Unlike Martin Heidegger ten years later, Kafka wants to eradicate "being" from our conceptual vocabulary. This division demonstrates Kafka's arguments for why being is equivalent to "having" in the Western tradition, and the division then gives Kafka's analysis a genealogy, tracing the hidden presence of "having" and "possession" in conceptualizations of being from Aristotle to Kant, paying special attention to the construction of tables of categories. It demonstrates how Kafka exposes the "possessive" undergirding of language and in the concepts of things and of the self.
The set of "thoughts" treated in this division exposes the dependence of the sequential, directional time concept on the attitude of faith and proposes various experiments to lead us to drop our concept of time. Antinomies of the garden of Eden and of the messianic idea are presented in order to frustrate faith and lead to a milieu with no time.
This division presents Kafka's claim that human beings never die—there is no evidence that they are finite, although this does not mean they are immortal. Kafka imagines a third alternative, an indefinite finitude. Kafka's critique of temporality challenges us to think of ways to live when life means something like "being indefinite," rather than being certainly defined by an ultimate limit, whether the other side is heaven or nothingness. Death is treated as an image, an illusion, and the rest of the chapter describes Kafka's critical techniques for working with images such as the image of death, in order that they lose their hypnotic power over human beings.
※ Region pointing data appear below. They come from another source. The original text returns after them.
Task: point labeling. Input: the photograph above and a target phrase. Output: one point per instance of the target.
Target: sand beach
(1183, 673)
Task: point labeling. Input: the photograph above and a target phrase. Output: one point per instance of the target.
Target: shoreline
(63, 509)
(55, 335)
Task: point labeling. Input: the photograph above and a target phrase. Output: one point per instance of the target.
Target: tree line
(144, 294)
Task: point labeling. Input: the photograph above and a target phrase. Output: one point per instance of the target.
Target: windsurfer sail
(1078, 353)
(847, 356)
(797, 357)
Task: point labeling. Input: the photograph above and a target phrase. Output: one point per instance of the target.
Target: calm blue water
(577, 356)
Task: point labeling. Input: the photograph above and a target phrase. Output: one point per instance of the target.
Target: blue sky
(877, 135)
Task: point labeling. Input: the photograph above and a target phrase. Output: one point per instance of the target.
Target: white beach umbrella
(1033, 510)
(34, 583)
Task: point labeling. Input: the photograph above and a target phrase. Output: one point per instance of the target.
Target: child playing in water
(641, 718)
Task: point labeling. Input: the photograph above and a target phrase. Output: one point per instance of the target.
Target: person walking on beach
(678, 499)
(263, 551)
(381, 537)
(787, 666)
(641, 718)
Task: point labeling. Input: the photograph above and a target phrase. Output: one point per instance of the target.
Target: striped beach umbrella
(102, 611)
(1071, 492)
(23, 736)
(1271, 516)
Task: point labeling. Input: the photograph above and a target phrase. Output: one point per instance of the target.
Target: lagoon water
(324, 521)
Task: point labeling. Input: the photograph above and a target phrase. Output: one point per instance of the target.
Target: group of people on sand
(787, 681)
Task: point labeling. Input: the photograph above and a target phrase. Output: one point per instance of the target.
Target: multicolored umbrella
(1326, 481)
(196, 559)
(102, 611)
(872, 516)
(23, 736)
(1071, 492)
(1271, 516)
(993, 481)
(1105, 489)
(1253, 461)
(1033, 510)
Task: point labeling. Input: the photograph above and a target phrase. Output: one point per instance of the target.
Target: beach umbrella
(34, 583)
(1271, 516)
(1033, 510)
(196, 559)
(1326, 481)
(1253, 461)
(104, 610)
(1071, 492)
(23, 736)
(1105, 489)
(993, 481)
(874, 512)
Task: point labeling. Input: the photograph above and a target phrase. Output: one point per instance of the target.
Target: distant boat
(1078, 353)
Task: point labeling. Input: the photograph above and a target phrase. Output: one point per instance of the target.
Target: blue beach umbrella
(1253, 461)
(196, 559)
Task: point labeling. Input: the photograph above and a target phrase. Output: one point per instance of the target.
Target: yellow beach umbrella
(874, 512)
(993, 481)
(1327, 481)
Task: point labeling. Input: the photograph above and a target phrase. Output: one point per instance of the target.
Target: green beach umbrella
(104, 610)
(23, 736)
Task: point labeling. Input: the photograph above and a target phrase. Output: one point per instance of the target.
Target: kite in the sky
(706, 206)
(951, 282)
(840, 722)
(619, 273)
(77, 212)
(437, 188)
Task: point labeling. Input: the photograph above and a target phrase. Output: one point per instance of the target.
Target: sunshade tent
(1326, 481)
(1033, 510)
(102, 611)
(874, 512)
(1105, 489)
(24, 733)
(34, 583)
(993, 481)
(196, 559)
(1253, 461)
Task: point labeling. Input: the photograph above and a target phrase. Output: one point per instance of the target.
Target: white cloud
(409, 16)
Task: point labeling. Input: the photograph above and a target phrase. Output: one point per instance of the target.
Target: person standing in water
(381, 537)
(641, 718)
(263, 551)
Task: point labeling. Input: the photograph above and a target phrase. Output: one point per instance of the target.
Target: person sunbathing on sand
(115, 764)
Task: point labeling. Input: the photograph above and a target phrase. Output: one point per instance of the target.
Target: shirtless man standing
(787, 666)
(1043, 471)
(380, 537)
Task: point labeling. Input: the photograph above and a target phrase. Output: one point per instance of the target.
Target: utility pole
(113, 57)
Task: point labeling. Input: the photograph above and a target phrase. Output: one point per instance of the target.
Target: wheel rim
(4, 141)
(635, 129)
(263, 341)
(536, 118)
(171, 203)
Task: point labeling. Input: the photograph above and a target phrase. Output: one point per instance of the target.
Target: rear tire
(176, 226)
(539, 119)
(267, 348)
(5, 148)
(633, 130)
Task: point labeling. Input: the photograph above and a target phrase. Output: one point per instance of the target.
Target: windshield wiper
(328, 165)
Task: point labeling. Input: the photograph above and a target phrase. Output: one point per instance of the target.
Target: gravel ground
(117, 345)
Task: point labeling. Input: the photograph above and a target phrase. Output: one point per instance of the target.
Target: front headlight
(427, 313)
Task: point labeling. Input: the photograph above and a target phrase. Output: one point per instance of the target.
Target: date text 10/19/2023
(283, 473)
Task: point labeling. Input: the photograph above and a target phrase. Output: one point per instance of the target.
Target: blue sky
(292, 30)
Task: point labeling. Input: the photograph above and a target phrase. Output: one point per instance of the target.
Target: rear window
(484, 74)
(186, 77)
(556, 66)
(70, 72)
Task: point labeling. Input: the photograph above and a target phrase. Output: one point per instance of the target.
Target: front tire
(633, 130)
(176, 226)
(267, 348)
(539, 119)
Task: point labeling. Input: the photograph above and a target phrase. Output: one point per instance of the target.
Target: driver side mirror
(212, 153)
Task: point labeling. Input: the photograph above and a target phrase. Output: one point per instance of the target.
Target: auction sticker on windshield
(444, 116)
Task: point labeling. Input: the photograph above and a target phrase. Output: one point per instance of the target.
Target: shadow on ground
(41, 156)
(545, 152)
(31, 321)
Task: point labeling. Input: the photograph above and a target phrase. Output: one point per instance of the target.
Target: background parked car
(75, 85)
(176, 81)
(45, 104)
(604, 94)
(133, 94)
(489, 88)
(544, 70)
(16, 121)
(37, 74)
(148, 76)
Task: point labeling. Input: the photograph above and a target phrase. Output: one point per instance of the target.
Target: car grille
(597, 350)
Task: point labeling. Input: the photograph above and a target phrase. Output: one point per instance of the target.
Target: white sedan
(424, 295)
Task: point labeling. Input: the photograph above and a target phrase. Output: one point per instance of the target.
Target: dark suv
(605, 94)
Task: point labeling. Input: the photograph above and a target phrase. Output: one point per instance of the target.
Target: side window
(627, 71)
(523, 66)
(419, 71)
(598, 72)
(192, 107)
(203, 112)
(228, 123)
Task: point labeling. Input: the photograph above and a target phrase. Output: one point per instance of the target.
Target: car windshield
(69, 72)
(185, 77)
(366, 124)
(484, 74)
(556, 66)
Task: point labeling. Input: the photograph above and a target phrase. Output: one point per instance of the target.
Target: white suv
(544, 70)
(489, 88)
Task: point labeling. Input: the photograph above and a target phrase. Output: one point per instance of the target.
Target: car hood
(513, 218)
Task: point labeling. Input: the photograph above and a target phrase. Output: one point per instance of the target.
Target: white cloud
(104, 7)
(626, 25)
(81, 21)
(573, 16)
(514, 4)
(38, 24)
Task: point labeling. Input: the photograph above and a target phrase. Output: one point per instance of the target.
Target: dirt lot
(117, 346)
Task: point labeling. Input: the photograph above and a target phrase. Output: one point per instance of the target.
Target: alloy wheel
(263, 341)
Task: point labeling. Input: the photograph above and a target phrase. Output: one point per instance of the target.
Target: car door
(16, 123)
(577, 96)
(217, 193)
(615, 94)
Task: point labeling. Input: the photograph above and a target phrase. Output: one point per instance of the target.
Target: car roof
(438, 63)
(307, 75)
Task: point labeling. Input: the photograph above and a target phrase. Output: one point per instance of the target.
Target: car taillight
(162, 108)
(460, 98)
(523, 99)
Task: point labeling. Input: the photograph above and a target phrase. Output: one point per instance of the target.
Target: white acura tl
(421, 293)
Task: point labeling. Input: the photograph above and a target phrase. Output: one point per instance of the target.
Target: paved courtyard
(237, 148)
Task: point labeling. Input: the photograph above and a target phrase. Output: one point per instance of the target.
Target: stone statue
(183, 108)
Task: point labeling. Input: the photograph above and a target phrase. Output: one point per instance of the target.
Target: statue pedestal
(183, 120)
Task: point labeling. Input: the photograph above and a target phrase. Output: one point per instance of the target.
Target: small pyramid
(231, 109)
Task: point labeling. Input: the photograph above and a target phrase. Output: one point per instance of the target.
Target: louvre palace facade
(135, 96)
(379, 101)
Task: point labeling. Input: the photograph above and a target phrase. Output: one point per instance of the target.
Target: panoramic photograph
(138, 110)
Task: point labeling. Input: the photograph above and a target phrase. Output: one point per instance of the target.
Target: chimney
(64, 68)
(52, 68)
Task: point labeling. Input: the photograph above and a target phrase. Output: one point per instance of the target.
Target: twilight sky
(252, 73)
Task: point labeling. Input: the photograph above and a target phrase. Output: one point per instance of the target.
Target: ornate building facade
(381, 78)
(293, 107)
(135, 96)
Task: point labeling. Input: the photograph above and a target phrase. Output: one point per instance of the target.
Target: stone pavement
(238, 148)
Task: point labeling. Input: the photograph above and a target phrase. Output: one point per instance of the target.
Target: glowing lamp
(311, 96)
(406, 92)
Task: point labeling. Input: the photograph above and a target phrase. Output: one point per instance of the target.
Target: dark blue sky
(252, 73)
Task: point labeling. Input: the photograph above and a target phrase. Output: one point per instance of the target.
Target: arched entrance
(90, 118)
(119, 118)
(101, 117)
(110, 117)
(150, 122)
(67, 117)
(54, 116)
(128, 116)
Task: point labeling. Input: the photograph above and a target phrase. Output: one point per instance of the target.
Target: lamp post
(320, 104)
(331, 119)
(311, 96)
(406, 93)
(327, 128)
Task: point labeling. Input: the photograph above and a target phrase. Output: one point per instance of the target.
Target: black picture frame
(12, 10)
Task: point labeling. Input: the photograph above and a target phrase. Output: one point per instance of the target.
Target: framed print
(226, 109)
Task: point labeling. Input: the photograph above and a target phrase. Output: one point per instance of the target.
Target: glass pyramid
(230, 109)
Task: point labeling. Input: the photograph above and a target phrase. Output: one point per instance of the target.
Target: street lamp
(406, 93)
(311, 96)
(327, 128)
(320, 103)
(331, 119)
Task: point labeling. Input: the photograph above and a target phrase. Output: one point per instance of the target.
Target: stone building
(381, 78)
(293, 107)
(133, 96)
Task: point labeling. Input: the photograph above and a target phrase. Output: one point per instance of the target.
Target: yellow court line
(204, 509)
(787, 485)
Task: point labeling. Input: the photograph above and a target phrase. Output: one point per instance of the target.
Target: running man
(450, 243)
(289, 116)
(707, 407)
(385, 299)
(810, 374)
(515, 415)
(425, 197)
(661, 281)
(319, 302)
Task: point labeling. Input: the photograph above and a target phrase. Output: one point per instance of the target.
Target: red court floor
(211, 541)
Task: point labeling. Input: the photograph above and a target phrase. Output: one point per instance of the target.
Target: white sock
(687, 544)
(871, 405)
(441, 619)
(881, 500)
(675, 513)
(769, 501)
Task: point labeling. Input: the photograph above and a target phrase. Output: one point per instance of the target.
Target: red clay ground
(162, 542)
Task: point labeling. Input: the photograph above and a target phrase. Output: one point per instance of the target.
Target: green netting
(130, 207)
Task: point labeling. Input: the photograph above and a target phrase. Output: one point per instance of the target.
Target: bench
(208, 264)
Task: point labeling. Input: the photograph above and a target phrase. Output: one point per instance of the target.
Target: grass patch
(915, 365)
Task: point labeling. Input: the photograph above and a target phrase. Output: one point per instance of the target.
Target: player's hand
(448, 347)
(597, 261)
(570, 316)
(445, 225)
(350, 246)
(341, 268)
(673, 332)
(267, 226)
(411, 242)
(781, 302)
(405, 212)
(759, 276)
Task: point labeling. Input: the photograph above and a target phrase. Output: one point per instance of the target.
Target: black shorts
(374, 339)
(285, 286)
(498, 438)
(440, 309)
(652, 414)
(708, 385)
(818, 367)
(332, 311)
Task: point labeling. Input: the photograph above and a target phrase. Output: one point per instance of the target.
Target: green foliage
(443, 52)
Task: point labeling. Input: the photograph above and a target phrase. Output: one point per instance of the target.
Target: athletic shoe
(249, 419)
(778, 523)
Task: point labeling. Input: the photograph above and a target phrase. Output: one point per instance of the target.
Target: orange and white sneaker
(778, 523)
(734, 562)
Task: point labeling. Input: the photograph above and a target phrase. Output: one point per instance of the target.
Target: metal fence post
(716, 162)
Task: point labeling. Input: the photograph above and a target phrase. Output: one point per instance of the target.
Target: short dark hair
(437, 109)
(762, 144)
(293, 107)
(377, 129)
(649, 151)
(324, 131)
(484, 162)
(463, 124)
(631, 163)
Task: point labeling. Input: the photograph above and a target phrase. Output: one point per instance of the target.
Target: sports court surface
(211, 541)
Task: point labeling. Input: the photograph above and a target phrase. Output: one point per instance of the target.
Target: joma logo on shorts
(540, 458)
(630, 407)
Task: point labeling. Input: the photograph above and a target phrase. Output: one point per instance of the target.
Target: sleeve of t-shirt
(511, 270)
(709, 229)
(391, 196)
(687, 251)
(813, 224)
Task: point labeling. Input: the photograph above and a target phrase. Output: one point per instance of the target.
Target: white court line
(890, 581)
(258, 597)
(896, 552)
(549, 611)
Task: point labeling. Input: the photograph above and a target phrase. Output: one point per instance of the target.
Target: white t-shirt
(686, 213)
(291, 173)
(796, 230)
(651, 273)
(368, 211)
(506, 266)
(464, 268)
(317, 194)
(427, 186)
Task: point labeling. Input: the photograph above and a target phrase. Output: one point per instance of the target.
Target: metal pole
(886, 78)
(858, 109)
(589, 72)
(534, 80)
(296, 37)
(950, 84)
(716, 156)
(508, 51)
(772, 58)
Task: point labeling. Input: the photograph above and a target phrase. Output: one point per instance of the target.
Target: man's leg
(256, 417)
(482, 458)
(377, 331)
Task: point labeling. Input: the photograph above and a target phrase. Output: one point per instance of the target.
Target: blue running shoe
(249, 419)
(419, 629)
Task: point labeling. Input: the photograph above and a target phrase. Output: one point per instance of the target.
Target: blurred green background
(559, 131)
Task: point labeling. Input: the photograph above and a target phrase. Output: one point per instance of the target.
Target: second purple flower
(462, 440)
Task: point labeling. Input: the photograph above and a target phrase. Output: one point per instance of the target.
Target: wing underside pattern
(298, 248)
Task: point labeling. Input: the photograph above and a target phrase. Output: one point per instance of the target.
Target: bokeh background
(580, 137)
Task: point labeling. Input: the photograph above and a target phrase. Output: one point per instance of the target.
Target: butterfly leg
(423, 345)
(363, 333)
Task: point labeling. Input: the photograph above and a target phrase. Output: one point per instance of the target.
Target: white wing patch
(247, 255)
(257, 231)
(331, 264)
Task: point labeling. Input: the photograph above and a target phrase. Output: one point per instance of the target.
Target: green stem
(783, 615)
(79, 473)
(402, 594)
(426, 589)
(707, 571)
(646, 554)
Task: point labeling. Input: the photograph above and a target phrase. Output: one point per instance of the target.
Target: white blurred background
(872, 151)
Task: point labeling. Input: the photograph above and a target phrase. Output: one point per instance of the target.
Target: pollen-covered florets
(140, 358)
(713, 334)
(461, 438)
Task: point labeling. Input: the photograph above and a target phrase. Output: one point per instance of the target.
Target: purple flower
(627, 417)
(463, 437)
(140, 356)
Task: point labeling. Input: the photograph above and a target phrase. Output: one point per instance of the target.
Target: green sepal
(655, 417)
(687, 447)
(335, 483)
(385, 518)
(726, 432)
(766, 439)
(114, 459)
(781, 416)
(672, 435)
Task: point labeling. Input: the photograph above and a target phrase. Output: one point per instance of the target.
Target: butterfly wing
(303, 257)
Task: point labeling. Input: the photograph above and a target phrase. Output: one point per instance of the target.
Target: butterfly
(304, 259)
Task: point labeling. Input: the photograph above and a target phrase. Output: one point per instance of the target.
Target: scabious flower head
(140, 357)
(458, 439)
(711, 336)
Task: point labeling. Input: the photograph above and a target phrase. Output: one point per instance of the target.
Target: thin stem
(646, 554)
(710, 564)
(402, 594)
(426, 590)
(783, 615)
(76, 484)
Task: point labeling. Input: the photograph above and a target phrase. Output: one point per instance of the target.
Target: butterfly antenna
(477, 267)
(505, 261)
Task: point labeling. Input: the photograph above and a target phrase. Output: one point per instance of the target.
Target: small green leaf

This division presents Kafka's critique of the will, with reference to Nietzsche and also briefly to Schopenhauer. On one hand the division describes the ontological basis for a world without power. Kafka's cosmos has no room for any becoming; everything can be no more than it is, and so it cannot use power to become something it is not. On the other hand, for anything to be anything depends on a prior yielding. After a critique of Nietzsche's obsession with struggle and a critique of Heidegger's own critique of the will, the chapter describes Kafka's attempt to articulate how human beings come to yield and what a world of yielding beings looks like.